With less than nine years to achieve the UN Sustainable Development Goals 2030 (SDG), it’s clear that the necessary changes are not happening at the speed or scale required. To accelerate progress, the H&M Foundation is broadening the commitment. Together with an ecosystem of over 30 partners we announce a new direction to tackle the world’s most urgent challenges. In a first step, we commit more than SEK 300 million to support initiatives and more is in the pipeline.

The new direction, named the Impatient Manifesto, was developed as a consequence of H&M Foundation evaluating how to use our resources in the best way to leverage on the SDGs by 2030. We also connected with thought-leaders who gave their input.

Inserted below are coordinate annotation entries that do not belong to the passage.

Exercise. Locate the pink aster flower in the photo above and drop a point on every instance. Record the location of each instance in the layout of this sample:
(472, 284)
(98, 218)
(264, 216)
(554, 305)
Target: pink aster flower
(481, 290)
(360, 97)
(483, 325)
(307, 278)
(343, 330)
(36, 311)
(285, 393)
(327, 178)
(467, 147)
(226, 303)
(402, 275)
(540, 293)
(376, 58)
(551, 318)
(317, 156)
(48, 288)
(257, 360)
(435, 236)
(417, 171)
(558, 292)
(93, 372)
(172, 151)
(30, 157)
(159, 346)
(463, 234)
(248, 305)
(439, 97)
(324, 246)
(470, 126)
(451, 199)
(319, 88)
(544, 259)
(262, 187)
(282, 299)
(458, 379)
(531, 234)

Global challenges are deeply interconnected, and the solutions need to be truly holistic to create long-lasting positive change. Collaboration and enabling diverse partnerships is therefore even more crucial for us going forward. The new direction means a broader commitment from H&M Foundation, both regarding the scope of our initiatives but also our role as a donor.

“In what’s been called the Decade of Action, it’s time to stop looking for best practise in silos, and instead work in cross-sector collaborations to invent next practice together. Funders like us, need to fundamentally change how we see our role. As a first step, more than SEK 300 million is committed in different partnerships with the power to create systems change within our focus areas. All our findings are openly shared for anyone to adopt and scale, because without scaling there’s no transformation,” says Diana Amini, Global Manager, H&M Foundation.

Our mission going forward is to co-create, fund, and share solutions for the world’s most urgent challenges. To help safeguard the welfare of humanity we’re ushering the fashion industry to become planet positive, and we accelerate development for inclusive societies.

Inclusive societies is the focus area where we pilot the collective impact approach which is a commitment from actors across sectors to join forces for a common agenda to improve living conditions. In Bangladesh for example, we are backing women garment workers in a Skilling program to equip them for a future where work is defined by automation and digitalization.

Our focus area Planet positive addresses challenges within the entire earth system – not only climate – but also water, ocean, biodiversity and land and across every step of the fashion industry’s value chain. For the industry to become truly regenerative its crucial to look beyond circularity, and we invest in new research and support innovations within the planet positive scope. One example is Planet First  which is the most ambitious program globally to move the needle in this field.

To share lessons learned from all initiatives, the H&M Foundation will let anyone in on the most important insights, both successes and failures.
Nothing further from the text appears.